Umartwienie to uświadomienie ciału, że to nie ono nami rządzi, ale że silniejszy jest nasz duch. W taki sposób, że gdy nadejdzie pokusa, będziemy umieli odpowiedzieć stanowczym „nie”! Ponieważ poprzez ascezę i umartwienie będziemy ćwiczyć naszą wolę.
Skoro umartwienie to klucz do osiągnięcia świętości, nie powinno być praktykowane tylko w okresie Wielkiego Postu, ale musi być dokonywane codziennie. W codzienności znajdujemy możliwość wzmocnienia naszego ducha.
Św. Josemaría Escrivá, święty, który zachęca nas do uświęcania naszego codziennego życia, powiedział, że musimy żyć w duchu prawdziwej pokuty.
Skąd mam wiedzieć, które umartwienie jest dla mnie odpowiednie?
Skoro już wiemy, na czym polega umartwienie i dlaczego jest ono tak ważne, podzielimy się tutaj kilkoma refleksjami, które pomogą nam nadać sens codziennym ofiarom, zaproponowanymi przez św. Josemaríę Escrivá de Balaguer.
1
PRZEGLĄDAJ SIĘ SWOJEMU DNIOWI
Poświęć kilka minut na analizę swoich codziennych czynności, od momentu przebudzenia aż do wieczora.

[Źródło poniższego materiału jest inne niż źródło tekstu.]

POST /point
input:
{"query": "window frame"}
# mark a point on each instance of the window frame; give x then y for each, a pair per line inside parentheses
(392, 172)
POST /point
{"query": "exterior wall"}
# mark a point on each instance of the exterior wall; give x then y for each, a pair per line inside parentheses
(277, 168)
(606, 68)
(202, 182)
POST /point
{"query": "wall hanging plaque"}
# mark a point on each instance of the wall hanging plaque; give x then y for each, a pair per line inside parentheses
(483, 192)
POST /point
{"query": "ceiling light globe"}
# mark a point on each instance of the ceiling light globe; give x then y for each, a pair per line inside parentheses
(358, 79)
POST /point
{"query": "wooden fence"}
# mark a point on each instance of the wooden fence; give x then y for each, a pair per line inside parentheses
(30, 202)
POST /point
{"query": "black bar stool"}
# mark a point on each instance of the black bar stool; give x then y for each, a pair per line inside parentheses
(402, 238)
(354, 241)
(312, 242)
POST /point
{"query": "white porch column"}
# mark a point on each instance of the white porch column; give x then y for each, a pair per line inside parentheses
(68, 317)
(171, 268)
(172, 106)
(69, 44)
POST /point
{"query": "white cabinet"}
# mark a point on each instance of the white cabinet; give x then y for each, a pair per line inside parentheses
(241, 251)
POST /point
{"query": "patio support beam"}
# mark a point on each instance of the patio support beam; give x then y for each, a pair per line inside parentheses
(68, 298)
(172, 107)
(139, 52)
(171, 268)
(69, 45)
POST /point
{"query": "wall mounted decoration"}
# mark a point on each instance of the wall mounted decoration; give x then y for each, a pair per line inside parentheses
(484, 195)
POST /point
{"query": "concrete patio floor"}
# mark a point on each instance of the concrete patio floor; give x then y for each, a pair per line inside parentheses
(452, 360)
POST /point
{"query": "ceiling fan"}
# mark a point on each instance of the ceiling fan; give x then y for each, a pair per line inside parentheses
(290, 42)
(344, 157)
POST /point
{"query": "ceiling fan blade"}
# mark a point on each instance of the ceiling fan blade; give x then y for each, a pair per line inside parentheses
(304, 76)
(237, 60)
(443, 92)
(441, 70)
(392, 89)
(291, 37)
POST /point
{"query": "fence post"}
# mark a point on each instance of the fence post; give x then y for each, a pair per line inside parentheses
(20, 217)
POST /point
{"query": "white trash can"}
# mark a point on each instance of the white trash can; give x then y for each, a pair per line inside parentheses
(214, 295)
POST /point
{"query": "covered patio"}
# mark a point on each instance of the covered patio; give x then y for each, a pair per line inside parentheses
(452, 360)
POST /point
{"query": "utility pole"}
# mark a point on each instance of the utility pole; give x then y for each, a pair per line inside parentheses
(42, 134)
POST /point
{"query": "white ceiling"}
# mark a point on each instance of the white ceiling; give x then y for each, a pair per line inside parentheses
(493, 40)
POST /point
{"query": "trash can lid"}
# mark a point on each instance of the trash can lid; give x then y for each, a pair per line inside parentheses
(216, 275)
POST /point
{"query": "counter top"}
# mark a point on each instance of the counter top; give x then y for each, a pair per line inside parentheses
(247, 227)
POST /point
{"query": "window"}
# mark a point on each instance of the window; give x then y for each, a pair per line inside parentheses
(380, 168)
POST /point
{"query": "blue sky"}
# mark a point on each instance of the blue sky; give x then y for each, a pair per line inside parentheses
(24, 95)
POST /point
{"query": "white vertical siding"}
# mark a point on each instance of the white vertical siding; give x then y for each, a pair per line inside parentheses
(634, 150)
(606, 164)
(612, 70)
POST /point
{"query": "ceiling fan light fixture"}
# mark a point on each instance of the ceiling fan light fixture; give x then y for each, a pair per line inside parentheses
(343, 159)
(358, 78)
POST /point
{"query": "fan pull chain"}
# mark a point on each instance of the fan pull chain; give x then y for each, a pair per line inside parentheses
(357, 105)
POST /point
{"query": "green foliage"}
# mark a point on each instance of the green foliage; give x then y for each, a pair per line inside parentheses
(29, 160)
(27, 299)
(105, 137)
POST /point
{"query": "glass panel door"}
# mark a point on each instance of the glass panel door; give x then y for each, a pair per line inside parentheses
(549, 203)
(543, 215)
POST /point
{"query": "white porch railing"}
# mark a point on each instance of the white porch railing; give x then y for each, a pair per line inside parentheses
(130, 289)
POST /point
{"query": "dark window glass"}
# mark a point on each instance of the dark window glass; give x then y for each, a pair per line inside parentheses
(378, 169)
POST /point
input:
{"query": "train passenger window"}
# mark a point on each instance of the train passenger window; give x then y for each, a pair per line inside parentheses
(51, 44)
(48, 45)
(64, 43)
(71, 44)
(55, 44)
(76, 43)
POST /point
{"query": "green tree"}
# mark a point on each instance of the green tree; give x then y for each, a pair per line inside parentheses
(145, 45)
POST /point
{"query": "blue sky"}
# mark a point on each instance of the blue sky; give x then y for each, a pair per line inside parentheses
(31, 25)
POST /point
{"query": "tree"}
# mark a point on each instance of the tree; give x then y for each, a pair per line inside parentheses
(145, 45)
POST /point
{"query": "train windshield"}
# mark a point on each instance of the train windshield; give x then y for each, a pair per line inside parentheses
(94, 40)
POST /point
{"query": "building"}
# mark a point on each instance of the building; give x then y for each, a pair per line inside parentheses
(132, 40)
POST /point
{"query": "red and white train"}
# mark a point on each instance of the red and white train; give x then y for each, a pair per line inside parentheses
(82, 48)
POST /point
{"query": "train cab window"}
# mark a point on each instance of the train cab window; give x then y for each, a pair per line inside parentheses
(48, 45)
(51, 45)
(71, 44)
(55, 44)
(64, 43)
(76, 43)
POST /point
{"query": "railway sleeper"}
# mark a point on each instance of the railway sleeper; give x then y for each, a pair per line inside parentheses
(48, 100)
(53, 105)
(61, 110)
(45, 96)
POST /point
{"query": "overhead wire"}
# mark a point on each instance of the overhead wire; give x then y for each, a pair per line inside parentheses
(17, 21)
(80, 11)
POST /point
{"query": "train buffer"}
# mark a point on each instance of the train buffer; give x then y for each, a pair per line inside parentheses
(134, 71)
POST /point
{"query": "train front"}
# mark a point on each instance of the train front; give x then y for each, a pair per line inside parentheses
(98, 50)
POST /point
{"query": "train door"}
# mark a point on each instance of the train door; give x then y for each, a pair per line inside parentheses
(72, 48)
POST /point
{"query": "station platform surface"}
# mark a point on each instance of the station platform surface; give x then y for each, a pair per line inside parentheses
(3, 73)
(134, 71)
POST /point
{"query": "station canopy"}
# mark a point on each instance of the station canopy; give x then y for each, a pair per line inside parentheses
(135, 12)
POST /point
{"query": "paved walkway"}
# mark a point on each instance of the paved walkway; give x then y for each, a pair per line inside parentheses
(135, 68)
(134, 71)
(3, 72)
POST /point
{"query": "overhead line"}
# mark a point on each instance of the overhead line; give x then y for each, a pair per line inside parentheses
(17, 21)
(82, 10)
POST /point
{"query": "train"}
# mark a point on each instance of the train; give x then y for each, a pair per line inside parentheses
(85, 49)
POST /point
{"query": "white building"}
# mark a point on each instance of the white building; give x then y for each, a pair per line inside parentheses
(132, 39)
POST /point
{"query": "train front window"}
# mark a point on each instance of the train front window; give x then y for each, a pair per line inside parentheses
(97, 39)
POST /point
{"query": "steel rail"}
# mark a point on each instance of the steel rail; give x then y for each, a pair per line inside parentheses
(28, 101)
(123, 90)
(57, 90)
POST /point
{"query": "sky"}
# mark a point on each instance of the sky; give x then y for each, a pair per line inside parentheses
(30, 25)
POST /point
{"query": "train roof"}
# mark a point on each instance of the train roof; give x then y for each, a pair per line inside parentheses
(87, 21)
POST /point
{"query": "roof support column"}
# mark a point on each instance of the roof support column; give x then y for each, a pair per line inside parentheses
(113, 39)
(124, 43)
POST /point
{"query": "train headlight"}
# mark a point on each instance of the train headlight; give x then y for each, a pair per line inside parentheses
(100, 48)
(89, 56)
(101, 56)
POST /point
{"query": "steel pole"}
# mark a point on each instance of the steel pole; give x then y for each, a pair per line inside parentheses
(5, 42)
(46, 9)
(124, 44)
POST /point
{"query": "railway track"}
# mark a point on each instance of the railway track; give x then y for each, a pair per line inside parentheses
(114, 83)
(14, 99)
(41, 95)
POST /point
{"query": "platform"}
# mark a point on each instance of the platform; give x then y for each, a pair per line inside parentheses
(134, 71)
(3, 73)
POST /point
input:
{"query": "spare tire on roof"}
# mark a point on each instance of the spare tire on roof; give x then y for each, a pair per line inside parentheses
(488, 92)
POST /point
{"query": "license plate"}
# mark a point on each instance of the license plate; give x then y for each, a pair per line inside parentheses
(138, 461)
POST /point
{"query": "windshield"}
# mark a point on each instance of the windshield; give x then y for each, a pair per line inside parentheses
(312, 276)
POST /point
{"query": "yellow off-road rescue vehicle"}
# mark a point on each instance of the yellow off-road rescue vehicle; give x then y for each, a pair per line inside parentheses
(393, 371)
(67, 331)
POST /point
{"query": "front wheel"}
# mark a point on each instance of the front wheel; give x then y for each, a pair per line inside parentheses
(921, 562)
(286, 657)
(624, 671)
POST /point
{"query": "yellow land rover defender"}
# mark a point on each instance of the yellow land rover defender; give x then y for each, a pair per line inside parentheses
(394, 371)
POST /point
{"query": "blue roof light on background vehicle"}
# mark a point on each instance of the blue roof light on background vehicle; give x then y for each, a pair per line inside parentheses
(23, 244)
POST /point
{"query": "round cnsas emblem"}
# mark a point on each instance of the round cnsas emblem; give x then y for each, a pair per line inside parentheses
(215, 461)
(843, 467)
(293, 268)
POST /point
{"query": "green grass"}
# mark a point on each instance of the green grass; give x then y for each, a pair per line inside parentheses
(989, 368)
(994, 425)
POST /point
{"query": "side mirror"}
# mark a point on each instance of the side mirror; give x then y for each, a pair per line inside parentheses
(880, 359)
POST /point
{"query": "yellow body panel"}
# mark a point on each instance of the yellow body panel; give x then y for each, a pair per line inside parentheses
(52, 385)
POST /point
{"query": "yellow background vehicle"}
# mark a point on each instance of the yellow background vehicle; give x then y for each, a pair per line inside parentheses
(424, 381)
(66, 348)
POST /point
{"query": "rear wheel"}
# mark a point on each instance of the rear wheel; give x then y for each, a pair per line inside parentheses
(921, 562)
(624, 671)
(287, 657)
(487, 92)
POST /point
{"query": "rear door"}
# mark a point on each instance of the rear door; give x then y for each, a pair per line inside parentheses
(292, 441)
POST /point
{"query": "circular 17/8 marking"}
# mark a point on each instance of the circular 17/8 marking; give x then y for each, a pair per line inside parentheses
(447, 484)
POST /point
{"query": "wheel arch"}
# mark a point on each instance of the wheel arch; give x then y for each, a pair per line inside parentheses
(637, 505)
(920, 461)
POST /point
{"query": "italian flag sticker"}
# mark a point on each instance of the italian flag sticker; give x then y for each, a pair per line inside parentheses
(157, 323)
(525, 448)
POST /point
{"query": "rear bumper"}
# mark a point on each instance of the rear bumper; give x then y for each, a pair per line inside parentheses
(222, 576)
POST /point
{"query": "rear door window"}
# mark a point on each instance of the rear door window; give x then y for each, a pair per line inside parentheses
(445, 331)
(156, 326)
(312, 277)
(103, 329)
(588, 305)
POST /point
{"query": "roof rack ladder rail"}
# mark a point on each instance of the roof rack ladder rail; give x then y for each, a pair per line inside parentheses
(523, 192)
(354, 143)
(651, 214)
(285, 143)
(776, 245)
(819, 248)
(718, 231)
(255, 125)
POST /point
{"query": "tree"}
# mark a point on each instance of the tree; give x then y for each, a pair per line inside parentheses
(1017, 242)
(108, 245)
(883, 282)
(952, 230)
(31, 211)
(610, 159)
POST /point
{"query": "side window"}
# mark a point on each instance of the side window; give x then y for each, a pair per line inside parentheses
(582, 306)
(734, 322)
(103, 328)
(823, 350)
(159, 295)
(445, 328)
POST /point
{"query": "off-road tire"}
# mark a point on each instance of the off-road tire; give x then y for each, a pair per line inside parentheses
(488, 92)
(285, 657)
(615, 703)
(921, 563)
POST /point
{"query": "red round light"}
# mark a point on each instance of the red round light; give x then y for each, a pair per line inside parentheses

Analiza Twojego dnia pomoże Ci dowiedzieć się, jakie obszary są ważne w Twoim życiu i pokaże miejsca lub osoby, do których ciągle się udajesz.
W starożytności pustynia i góry były miejscami spotkania z Bogiem na modlitwie, ponieważ były oddalone od cywilizacji. Dzisiaj udaj się na pustynię swojego pokoju i poświęć trochę czasu na sprawdzenie, gdzie możesz się poprawić.